In 1924, he married the sister of a close friend from college, Muriel Jeanetta Tuck (1892–1988), the youngest daughter of Adolph Tuck (whose wealthy family ran Raphael Tuck & Sons). They had two sons, David and Alan, who became a physician and Oxford don respectively. In 1924, he also campaigned in Soho for the election of Winston Churchill as an Independent, in the Westminster Abbey by-election.

==Charitable service==
Leonard Montefiore was active in numerous charitable, cultural, and philanthropic organisations. Chaim Bermant wrote, "He attended them all, gave money to them all, offered guidance to them all".

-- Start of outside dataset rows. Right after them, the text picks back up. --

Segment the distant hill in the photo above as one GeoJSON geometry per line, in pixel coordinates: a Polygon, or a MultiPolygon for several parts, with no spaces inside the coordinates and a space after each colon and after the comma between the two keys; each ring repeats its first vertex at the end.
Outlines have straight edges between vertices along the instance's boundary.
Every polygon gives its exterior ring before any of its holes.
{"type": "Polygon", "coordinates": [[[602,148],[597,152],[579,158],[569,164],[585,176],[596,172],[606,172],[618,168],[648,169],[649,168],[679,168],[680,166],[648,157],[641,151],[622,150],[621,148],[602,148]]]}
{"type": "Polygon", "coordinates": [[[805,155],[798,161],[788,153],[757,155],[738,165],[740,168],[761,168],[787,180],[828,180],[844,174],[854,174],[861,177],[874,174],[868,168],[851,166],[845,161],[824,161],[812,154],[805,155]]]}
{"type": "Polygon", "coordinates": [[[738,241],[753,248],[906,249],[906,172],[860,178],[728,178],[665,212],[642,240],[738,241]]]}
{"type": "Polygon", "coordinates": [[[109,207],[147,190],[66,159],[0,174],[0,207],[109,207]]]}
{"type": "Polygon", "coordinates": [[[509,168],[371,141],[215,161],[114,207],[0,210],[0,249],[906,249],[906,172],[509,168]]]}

These organisation included:
- Anglo-Jewish Association – president, vice-president, chairman of the industrial committee
- Bernhard Baron Settlement
- Central British Fund for German Jewry
- Clifton College – governor
- Froebel Educational Institute – chairman 1939–1961
- Jewish Association for the Protection of Girls and Women
- Jewish Board of Guardians – chairman of the industrial committee
- Jewish Colonization Association
- Jewish Refugees Committee – chairman
- Jews’ Free School
- Jews’ Temporary Shelter
- League of British Jews
- Leo Baeck College – chairman
- Reform Synagogues Association – president
- West London Synagogue – reader, senior treasurer, vice-president and warden
- Wiener Library – founder and president

==Germany and the Second World War==
When Adolf Hitler became Chancellor of Germany in 1933 and his National Socialist party seized power, it threatened the Jewish community in Germany. Montefiore was at that time co-chairman of the Joint Foreign Committee of the Anglo-Jewish Association and the Board of Deputies of British Jews; the other co-chairman was Neville Laski. This committee had a tradition of protecting and supporting overseas Jews and it then established the Central British Fund for German Jewry. Another founder member was Otto Schiff, who organised the Jewish Refugees Committee, which Montefiore chaired. The wealth supporting this fund enabled a promise to be made to the British government that Jewish refugees from Germany would not be a burden on public finances. They also lobbied British society to protest against German discrimination against Jews but were not successful initially. Others wanted to organise a boycott of German goods but the Board of Deputies saw this as too extreme. There was also concern about Zionist influence, which the Board opposed as subverting their status as British. Montefiore was himself opposed to Zionism until he visited Israel in 1955.

Montefiore's fluency in the German language enabled him to study the details of the oppression of the Jews in Germany. He publicised these, writing articles, letters and pamphlets including The Jews in Germany: Facts and Figures (1934) and Exiles from Germany (1937).

In 1944, he toured the Mediterranean theatre to meet Jewish servicemen for the Welfare Branch of the War Office.

==The Windermere children==
Montefiore organised aid for hundreds of Jewish orphans after the Second World War, acting as their guardian and arranging for them to be flown to England in heavy bombers by the RAF. They had been liberated from Nazi concentration camps and so required care and rehabilitation for which he arranged a special camp on the Calgarth Estate in Troutbeck Bridge, near Windermere. Montefiore made regular visits and took a personal interest in their development. Nurse Eva Kahn-Minden recalled his manner,

Monty has been to pay one of his flying visits. Taxi arrives; coat thrown into some corner, he greets me, asks how things are; the boys meet him, shake hands, talk, jest; up the stairs two at a time into Nathan's to deliver "a few highbrow magazines" and to discuss the latest on science, politics and art; down to inspect garden, cowshed;
...
When he has left, everyone has the feeling that he has come just for him or her – a remarkable man! Intelligence, compassion and financial freedom—which is the strongest? Love, concern and a certain shyness coupled with some extrovert abilities—perhaps that would describe him even better.

This refugee rescue was dramatised as The Windermere Children and broadcast by the BBC in 2020 for the 75th anniversary of the liberation of Auschwitz. In this production, the part of Leonard Montefiore was played by Tim McInnerny.